Must-be features: If these are absent from our product, customers may express dissatisfaction. Over time, customers shift from merely tolerating these features to expecting them.
Attractive features: These are unexpected features that pleasantly surprise customers. They elicit a "wow" reaction, making our product seem both innovative and appealing.
Indifferent features: Customers react neutrally or with indifference to these features, rendering their development a lower priority.
Lastly, there are Reverse features: these provoke positive reactions when absent and negative ones when present. A flip of the Functional/Dysfunctional values helps identify the original category they belong to - be it Performance, Attractive, or Must-be.
Please note, contradictory responses indicate questionable features, which are usually excluded from the data analysis.
Kano-1 / Questionaire and the four functions
Kano-2 / Data board
After gathering enough responses, I could then proceed to the analysis step.
From each response (functional, dysfunctional and importance), calculates the discrete category, functional and dysfunctional scores;
Calculates each feature’s discrete and continuous Kano categorization;
Automatically stack ranks features based on potential dissatisfaction, satisfaction and importance;
Draws a scatter plot graph that shows each feature’s positioning, relative importance as well as data variance through error bars.
Which feature should be prioritized? Let's delve into the results from the Kano analysis. The Kano reaction graph, created based on responses from the questionnaire, plots features according to their satisfaction and functionality levels. From the graph, we can discern that features 1, 2, and 3 fall into the 'Performance Feature' category (P). These are desired features that enhance user enjoyment of the product. Meanwhile, feature 4 is classified as an 'Attractive Feature' (A), known to elicit excitement or delight in customers and thereby giving our product or service a competitive edge. Consequently, the optimization priority for these features should be in the following order: F3 > F2 > F1 > F4.
1. Always use data-driven customer advices
The comprehensive process of conducting a Kano Analysis has granted me a more profound understanding of customer feedback. Previously, we prioritized features based solely on the frequency of direct feedback or complaints from a handful of customers. While this method served its purpose, in developing a SAAS product, it's crucial to approach feedback from a more expansive and objective data standpoint. This ensures our optimization efforts are more precisely attuned to users' needs, making our work not only more effective but also worth the effort.

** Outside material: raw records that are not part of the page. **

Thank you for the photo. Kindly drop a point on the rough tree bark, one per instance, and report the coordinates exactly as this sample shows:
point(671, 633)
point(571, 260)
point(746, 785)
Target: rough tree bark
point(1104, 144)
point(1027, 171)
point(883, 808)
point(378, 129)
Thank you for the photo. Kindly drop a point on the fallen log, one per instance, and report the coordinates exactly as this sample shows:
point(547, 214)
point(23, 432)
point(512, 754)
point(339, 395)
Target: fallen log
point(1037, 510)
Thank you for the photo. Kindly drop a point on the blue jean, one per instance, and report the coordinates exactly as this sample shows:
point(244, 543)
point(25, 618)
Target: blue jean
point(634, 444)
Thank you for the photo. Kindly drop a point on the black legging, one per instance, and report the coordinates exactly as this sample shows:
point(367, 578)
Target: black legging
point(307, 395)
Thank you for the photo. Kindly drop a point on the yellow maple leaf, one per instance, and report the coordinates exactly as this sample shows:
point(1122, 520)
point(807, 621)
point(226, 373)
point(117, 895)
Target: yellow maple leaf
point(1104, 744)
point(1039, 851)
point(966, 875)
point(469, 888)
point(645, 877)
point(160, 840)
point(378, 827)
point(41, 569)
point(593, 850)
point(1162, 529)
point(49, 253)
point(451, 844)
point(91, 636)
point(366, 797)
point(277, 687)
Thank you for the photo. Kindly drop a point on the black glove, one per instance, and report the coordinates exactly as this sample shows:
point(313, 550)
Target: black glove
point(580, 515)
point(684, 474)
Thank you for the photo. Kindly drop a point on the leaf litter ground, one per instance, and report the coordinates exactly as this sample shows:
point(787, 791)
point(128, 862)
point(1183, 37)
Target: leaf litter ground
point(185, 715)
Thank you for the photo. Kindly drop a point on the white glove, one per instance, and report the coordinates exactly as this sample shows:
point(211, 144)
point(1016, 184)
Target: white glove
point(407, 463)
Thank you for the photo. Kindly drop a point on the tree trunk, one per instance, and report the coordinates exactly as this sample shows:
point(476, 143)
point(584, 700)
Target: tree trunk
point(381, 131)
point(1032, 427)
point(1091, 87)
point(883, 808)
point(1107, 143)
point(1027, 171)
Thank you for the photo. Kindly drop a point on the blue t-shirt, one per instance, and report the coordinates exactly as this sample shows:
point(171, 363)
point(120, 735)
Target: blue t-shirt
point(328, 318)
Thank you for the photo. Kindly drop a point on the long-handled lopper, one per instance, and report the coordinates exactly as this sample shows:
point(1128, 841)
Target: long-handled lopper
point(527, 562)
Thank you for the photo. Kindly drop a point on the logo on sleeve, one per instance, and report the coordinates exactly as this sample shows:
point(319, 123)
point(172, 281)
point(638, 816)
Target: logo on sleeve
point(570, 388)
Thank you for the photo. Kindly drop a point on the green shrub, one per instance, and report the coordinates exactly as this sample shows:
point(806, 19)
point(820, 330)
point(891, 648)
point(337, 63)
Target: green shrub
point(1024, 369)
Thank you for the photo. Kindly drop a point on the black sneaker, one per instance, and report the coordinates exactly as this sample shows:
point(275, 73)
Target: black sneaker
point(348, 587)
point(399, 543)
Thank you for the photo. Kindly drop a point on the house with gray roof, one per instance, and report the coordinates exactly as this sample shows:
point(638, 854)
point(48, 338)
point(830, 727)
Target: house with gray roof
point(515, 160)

2. The importance of not-taking-it-all
Beyond incorporating user suggestions, it was essential to consider the perspectives of our stakeholders and development teams. I evaluated each feature based on our stakeholders' commercial strategy and discussed the feasibility and phases of development with our front-end engineers, given our limited resources. This led to the selection of the four features with the highest potential. Had I insisted on incorporating all user requests without these considerations, it could have led to an inability to complete any of them, or diverging from our product roadmap. This underlines the importance of factoring in not only user input but also stakeholder viewpoints and the overarching future of the product.